In the basement, he saw acetylene torches, kilns, signs of researchers but not the researchers themselves: their fans, coffeepots, ten-speed bicycles and socket sets. Nowhere did he find a security guard or an office of campus security, just laboratories and an endless stream of flyers for clubs, activities, internships, stress reduction and the search for God or meaning from the department of community wellness. He walked miles of internal halls. Sometimes the walls would change, plaster to concrete, and he would know he was in another building. Sometimes he could see outside and tell where he had moved in relation to the neoclassical structure where he had started.
Eventually, he backtracked and found his way back through the antiseptic white tunnel of the gynepathology research center to the physics department.
Along the way, he stopped before a series of giant laminated posters called The History and Fate of the Universe. The stars looked like the distant campus safety lights he had seen outside the window. Next to a gray planet, he read: The moon and its seas. The atmosphere on Venus is extremely dense. Absolutely no water is present. A thin red line cutting through the nuclear fireball at the heart of space showed the boundary between our universe and a universe that collapsed under the force of gravity and imploded, crushing everything in existence back down to the size of an atom.
One floor lower down, he met Adrian Thomas Reinhardt.
* * *
—
As he exited the stairwell, Corey passed a stadium-
style auditorium whose door had been left ajar. The hundreds of seats were empty, but on the stage, there was a figure standing underneath the lights. From a distance, Corey thought he was a young professor in a motorcycle jacket writing on the blackboard. Sensing that he was being observed, the professor turned around and his eyes found Corey in the doorway.

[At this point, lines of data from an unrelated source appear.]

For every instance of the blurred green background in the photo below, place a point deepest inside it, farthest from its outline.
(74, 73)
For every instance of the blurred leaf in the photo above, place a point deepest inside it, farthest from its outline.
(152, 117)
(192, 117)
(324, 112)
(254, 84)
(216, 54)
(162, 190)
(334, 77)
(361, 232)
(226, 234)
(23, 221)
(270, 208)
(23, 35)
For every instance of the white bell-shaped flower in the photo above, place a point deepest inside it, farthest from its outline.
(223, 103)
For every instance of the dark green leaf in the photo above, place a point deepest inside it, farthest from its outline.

“What are you drawing?” Corey asked.
After the two of them had finished laughing, their conversation took off right away. The young man wasn’t a professor at all; he was just a high school senior with five o’clock shadow taking AP Physics at Cambridge Rindge & Latin. He was applying early action to MIT, which explained why he was here; he’d been meeting with a professor—some old guy upstairs—who was giving him a recommendation based on an independent project he had done on the chemistry of high explosives.
“Basically, I looked at these explosive formulas with nitrogen and phosphorus, and I said if these things are explosive over here, then these other things should be explosive too.”
Within half a minute, the precocious young man was talking about improving memory, training the concentration, using the mind at its peak potential to go infinitely far into intellectual space. You have all these connections in your head, he declared. You want to have a sense of power. He said his name was Adrian, and Corey listened. He talked in terms of neurotransmitters rather than prana. Serotonin came from bananas. The chemicals degraded, so he ate them every twelve hours. In addition to being a physics honors student, he was a 190-pound bodybuilder. Strength began in the psyche before it reached the biceps. You could train your brain to output a higher voltage to your muscles. Through arousal, it was possible to unleash superhuman forces.